To help our members better understand the relationship between these three lists and what they mean for foreign and local companies, the European Chamber assembled the chart on the opposite page, as well as a couple of case studies to walk readers through the different barriers that exist.
Case Study One – a foreign law firm
A European law firm is considering investing in China. They look at the FINL and find that Item 25 prohibits foreign investment in Chinese legal affairs, though the list notes that foreign investors are allowed to provide services informing customers about the impact of China’s legal environment (as consultants rather than lawyers). They would prefer to invest as a proper law firm and decide to check if that is an option in the FTZL. Unfortunately, they encounter the same prohibition.
If they are only willing to invest as a proper law firm, then this company would find itself completely blocked out of the market. However, they do have the option to invest on the condition that they do so only as consultants with limited services. If they meet/accept those conditions, they can move on to the MANL to check for further barriers. Depending on the type of consulting they plan to provide, they may or may not have to first apply for approval before being allowed to invest.
Case Study Two – a foreign electric vehicle manufacturer
A European automotive company wants to establish a 100 per cent foreign-owned electric vehicle plant in Hebei Province, just outside of Beijing. They check the FINL and find that while there are equity caps for foreign ownership in most automotive manufacturing, the caps have been lifted for new-energy vehicles (NEVs), which include electric vehicles. They check the FTZL and find that they have no restrictions on either list, so they choose to look into investing in Hebei instead of in an FTZ.

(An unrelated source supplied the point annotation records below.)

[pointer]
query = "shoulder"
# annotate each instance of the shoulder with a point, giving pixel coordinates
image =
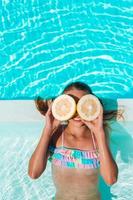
(56, 137)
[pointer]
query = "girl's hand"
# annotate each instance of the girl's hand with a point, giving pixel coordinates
(51, 123)
(96, 126)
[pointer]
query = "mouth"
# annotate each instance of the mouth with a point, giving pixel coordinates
(77, 119)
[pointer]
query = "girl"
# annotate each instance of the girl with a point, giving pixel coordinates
(79, 141)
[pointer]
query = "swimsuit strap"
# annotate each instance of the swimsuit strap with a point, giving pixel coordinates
(93, 140)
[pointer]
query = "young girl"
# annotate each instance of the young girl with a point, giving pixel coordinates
(78, 151)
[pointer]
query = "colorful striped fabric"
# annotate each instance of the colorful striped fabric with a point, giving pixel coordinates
(74, 158)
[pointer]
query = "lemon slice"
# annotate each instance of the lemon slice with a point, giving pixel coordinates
(88, 107)
(63, 107)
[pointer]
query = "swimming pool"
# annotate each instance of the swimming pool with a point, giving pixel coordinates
(47, 44)
(19, 139)
(44, 46)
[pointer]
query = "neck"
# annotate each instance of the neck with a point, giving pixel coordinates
(77, 132)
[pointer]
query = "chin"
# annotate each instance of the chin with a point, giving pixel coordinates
(77, 122)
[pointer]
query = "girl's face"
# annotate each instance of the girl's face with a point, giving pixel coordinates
(76, 94)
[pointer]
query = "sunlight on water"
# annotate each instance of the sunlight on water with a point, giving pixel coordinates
(17, 145)
(45, 45)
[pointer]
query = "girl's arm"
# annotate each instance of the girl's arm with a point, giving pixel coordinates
(108, 167)
(38, 160)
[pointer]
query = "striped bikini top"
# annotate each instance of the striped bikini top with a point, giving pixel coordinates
(74, 158)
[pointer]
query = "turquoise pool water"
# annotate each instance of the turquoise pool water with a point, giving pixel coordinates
(46, 44)
(17, 143)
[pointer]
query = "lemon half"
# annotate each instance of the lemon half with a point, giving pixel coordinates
(63, 107)
(88, 107)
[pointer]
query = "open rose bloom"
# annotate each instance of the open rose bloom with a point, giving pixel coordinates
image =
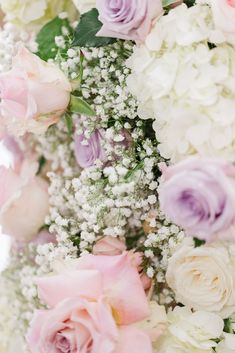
(198, 194)
(90, 311)
(127, 19)
(33, 94)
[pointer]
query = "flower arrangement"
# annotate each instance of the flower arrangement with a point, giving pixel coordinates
(117, 177)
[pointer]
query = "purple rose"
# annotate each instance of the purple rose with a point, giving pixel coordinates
(198, 194)
(128, 19)
(87, 154)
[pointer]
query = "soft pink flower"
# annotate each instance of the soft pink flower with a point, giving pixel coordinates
(109, 246)
(128, 19)
(224, 14)
(24, 201)
(93, 308)
(33, 94)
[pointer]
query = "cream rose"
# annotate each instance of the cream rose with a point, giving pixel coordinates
(227, 345)
(190, 332)
(203, 278)
(224, 14)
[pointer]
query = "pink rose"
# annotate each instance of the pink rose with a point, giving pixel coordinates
(109, 246)
(24, 201)
(33, 94)
(93, 308)
(224, 14)
(128, 19)
(10, 152)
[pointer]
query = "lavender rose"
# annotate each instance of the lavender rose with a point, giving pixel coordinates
(87, 154)
(199, 195)
(128, 19)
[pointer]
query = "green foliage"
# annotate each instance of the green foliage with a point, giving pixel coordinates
(47, 48)
(69, 123)
(85, 33)
(78, 105)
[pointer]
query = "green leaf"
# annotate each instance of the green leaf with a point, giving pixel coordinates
(85, 33)
(198, 242)
(69, 123)
(47, 48)
(78, 105)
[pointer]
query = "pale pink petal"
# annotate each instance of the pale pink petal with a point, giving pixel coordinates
(83, 283)
(120, 276)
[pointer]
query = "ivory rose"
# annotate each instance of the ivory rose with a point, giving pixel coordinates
(90, 310)
(24, 201)
(33, 94)
(193, 332)
(198, 194)
(224, 14)
(127, 19)
(203, 278)
(227, 345)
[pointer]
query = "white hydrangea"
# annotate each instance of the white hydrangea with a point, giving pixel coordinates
(191, 332)
(186, 84)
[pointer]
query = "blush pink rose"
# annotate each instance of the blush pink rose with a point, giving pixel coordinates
(109, 246)
(24, 201)
(90, 309)
(33, 94)
(224, 15)
(128, 19)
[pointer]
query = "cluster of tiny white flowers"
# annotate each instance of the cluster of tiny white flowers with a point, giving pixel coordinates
(186, 84)
(10, 36)
(48, 254)
(104, 82)
(18, 298)
(162, 240)
(113, 201)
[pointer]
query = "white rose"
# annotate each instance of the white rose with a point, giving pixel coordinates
(227, 345)
(203, 278)
(191, 332)
(84, 5)
(224, 14)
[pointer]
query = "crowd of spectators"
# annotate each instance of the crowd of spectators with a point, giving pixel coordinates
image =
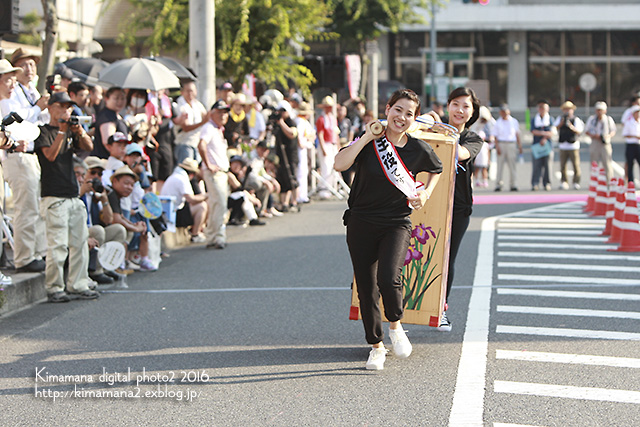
(100, 150)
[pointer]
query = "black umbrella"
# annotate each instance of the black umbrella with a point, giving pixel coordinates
(178, 69)
(86, 69)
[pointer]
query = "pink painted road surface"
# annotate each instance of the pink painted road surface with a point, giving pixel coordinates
(499, 199)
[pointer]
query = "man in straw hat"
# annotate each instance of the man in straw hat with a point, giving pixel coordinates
(8, 78)
(64, 212)
(569, 129)
(22, 170)
(328, 139)
(601, 128)
(191, 209)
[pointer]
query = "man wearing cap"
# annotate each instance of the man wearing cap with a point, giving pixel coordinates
(328, 138)
(213, 150)
(237, 126)
(506, 135)
(191, 209)
(631, 133)
(65, 215)
(192, 116)
(601, 128)
(21, 168)
(123, 182)
(99, 214)
(569, 128)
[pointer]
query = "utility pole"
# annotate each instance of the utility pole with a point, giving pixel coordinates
(202, 49)
(433, 42)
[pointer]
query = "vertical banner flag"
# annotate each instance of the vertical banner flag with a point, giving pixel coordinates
(354, 74)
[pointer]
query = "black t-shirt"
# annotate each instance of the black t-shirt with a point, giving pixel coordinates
(105, 116)
(114, 202)
(463, 195)
(373, 197)
(57, 178)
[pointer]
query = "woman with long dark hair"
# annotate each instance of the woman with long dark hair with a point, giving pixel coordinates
(378, 223)
(463, 107)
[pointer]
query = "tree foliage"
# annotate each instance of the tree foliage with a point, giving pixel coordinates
(363, 20)
(267, 38)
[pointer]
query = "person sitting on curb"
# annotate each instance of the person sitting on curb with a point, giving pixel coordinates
(122, 183)
(64, 213)
(99, 215)
(243, 203)
(191, 209)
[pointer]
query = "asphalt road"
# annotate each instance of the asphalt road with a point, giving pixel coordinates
(258, 334)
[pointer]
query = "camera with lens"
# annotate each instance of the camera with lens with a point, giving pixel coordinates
(96, 183)
(10, 118)
(80, 120)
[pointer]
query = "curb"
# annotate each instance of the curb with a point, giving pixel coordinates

They next check the MANL and find that new investments in the automotive sector require approval, according to Item 138. Specifically, any investments made in pure electric vehicles require approval from the Investment Department of the State Council. If they can obtain this approval, they will be cleared for investment, thought they will then need to pass a wide variety of administrative hurdles, such as construction permits and licensing for type-approval, to establish the plant and begin production.